Spartan and Menser, as lessors, entered into oil-and-gas leases that the lessee later assigned to EOG Resources, Inc. Spartan's lease covered the 178–Acre Tract, while Menser's lease covered both the 178–Acre Tract and the 28–Acre Tract, since she had reserved a mineral interest in all 206 acres. According to Spartan and Menser, EOG wrongfully pooled the First Tract with horizontal wells it had drilled on an adjacent tract, even though the leases do not allow for, and Spartan refused to consent to, pooling. Spartan and Menser sued EOG for breach of the lease and for an accounting. After Spartan disclosed that a dispute existed over who owned what portions of the royalty interests, EOG counterclaimed and filed third-party claims against Gary and Nancy and Leasha (collectively, the Perrymans), seeking a declaratory judgment resolving that dispute. The Perrymans cross- and counter-claimed for a declaration of their royalty interests and moved to transfer venue to Montague County, where the property is located. The trial court denied the motion to transfer venue. The Perrymans sought mandamus relief from that ruling, but the court of appeals denied the petition. See In re Perryman , No. 14-13-00131-CV, 2013 WL 1384914 (Tex. App.—Houston [14th Dist.] Apr. 4, 2013, no pet.) (mem. op.) (per curiam).

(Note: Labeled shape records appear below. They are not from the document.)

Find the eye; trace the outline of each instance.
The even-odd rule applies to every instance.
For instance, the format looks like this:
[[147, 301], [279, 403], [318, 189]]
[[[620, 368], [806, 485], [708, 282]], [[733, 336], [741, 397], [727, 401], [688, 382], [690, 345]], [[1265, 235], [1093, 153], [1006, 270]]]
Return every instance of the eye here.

The trial court severed the parties' royalty-interest claims from Spartan's and Menser's wrongful-pooling claims against EOG. The parties then filed cross-motions for summary judgment, and the trial court granted a final summary judgment declaring, with respect to the 178–Acre Tract, that Menser and Spartan each own 3/32 of the royalty interest, Gary and Nancy own 9/16 of the royalty interest, and Leasha owns 1/4 of the royalty interest. The court also declared that the same parties own the same interests in the 28–Acre Tract, except that Spartan owns no interest in that tract. Spartan appealed, and Gary and Nancy raised conditional cross-issues in response.4

The court of appeals mostly disagreed with the trial court. It modified the trial court's judgment to declare that Menser, Spartan, Gary and Nancy, and Leasha each own 1/4 of the royalty interest in the 178–Acre Tract. Although its reasoning would appear to apply also to the 28–Acre Tract, the declaration language...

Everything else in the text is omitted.